In the political arena, underdogs are candidates who don’t get many endorsements, they raise little money compared to competitors and they don’t have much name recognition.
People think underdogs are long-shots who won’t likely win, but sometimes they pull out a surprise.
Lori Saldaña is a self-admitted political underdog who joins podcast co-hosts Ry Rivard and Sara Libby this week to talk about her underdog status in the mayoral race, and her surprise win in a past race for state Assembly.
Saldaña was a major underdog when she ran for Assembly. She said she won, in part, because the Democrats she was up against were too busy slinging mud at each other.
“People said it was a circular firing squad of Democrats in that primary and I ducked,” she said.
Also on the podcast this week, Kevin Melton, a Republican candidate for the 78th District Assembly seat. Melton is running against City Councilman Todd Gloria — someone who’s well known, has racked up endorsements and raised far more money — but Melton said he doesn’t consider himself an underdog at all.

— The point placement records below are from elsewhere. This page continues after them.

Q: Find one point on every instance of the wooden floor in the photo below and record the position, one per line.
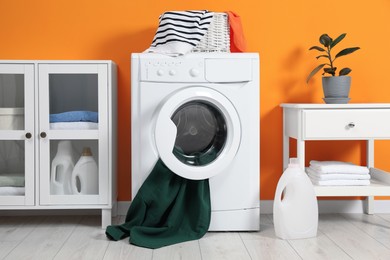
(352, 236)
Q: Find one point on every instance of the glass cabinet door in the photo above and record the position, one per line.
(72, 133)
(17, 168)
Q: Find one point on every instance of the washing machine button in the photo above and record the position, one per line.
(194, 72)
(160, 72)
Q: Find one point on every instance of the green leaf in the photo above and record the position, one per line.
(316, 69)
(325, 40)
(331, 71)
(323, 56)
(337, 40)
(344, 71)
(346, 51)
(316, 48)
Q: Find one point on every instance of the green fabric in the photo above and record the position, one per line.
(167, 209)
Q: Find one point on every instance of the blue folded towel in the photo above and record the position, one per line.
(74, 116)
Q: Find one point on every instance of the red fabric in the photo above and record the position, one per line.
(237, 39)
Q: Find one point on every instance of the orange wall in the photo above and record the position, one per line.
(281, 31)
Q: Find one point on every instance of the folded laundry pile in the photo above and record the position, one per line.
(328, 173)
(74, 120)
(182, 32)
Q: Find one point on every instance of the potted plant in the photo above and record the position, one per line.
(336, 88)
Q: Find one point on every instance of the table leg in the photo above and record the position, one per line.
(369, 201)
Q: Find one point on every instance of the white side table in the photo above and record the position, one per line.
(340, 122)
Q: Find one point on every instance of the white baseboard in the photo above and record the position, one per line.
(324, 206)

“I’m able to relate with all sides and all people,” he said. “So those people who need to come over who are fiscally conservative, socially moderate – they will vote my way.”
Melton said on the podcast that he has a slate of high-profile endorsements but that they’ll stay secret for the time being. He also said that though he hasn’t reported much money on campaign fundraising disclosures, that will soon change.
After the podcast taping, Melton emailed a new list of endorsements: “Supervisor Bill Horn, Assemblyman Brian Jones, Councilman Scott Sherman, Coronado Councilman Richard Baily, the entire Republican Party Central Committee 78th Assembly District, Republican Federation of Women Coronado, Point Loma, La Jolla, Del Mar, Solano Beach.” But he also said he has the endorsements of four “major people in the city” that he still can’t share.
VOSD’s Lisa Halverstadt also makes an appearance on the podcast this week to shed some light on the race to fill Gloria’s District 3 City Council seat.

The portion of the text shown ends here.